Comment 4 for bug 721250

Revision history for this message
John A Meinel (jameinel) wrote :

Related to bug #374730 and bug #503071

There are a few conflicting issues. Some of it depends on the average size of changes vs the average size of SUBDIR.

If you look at the callgrind, it is pretty clear that the bulk of the time is spent in _filtered_revision_trees. Which is the point where we expand SUBDIR to all files that are children of SUBDIR. for every revision.

Things that I've tried in the past. Caching that value, based on the tree's file_id=>path map. So if a given revision and its parent have identical tree shape, you don't have to re-compute what children are available.

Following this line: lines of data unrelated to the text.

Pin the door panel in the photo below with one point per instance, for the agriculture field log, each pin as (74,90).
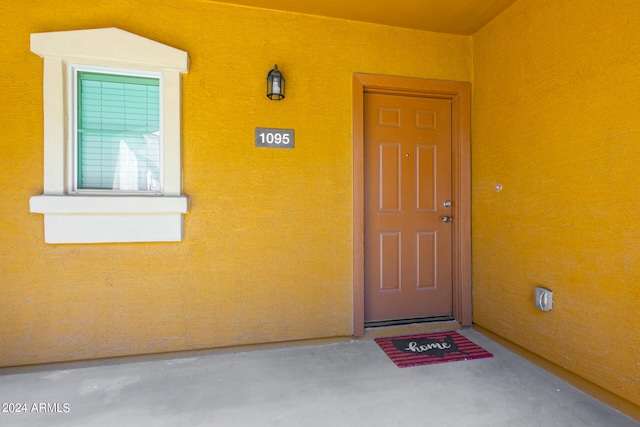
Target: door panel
(407,179)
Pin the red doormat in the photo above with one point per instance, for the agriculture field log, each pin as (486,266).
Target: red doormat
(423,349)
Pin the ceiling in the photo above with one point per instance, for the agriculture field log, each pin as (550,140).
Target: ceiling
(444,16)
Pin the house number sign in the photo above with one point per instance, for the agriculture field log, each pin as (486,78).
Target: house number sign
(274,138)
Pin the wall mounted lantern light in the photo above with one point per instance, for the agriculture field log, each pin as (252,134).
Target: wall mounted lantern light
(275,84)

Right now, the loop looks something like:

  for rev in requested_revisions:
    t = get_tree(rev)
    interesting = find_children_and_direct_parents(t, SUBDIR)
    inv = filter_leaving_only(t, interesting)
    delta =
    prev_inv = inv
    if is_interesting(delta):
      yield rev, delta

The other way to do it, is something like:

  for rev in requested_revisions:
    delta = get_delta(rev, rev.parent_rev)
    if is_interesting(delta, filter_on=SUBDIR):
      yield rev, filter(delta)

Or something along those lines. The former tends to do well when SUBDIR is a very small fraction of the overall tree.

The best way to do it, would be something like:

  for rev in requested_revisions:
    delta = get_partial_delta(rev, rev.parent_rev, filter_on=SUBDIR)
    if delta:
      yield rev, delta

The idea being that we could push the filtering-by-subdir into the code that is computing the changes between two revisions (so it can ignore changes outside of that)

There is enough state involved, that likely we would want a DeltaSearch object, that would be repository specific. So that CHK repos could customize it for specifics of how the data is stored. (Because filter_on=SUBDIR can then know when the tree shape doesn't change between revisions, allowing state to be cached between revisions that we care about.)

Anyway, I have a fair amount of (old) knowledge in this space, but not enough time to focus on it. I would be happy to mentor someone who wants to get into the details.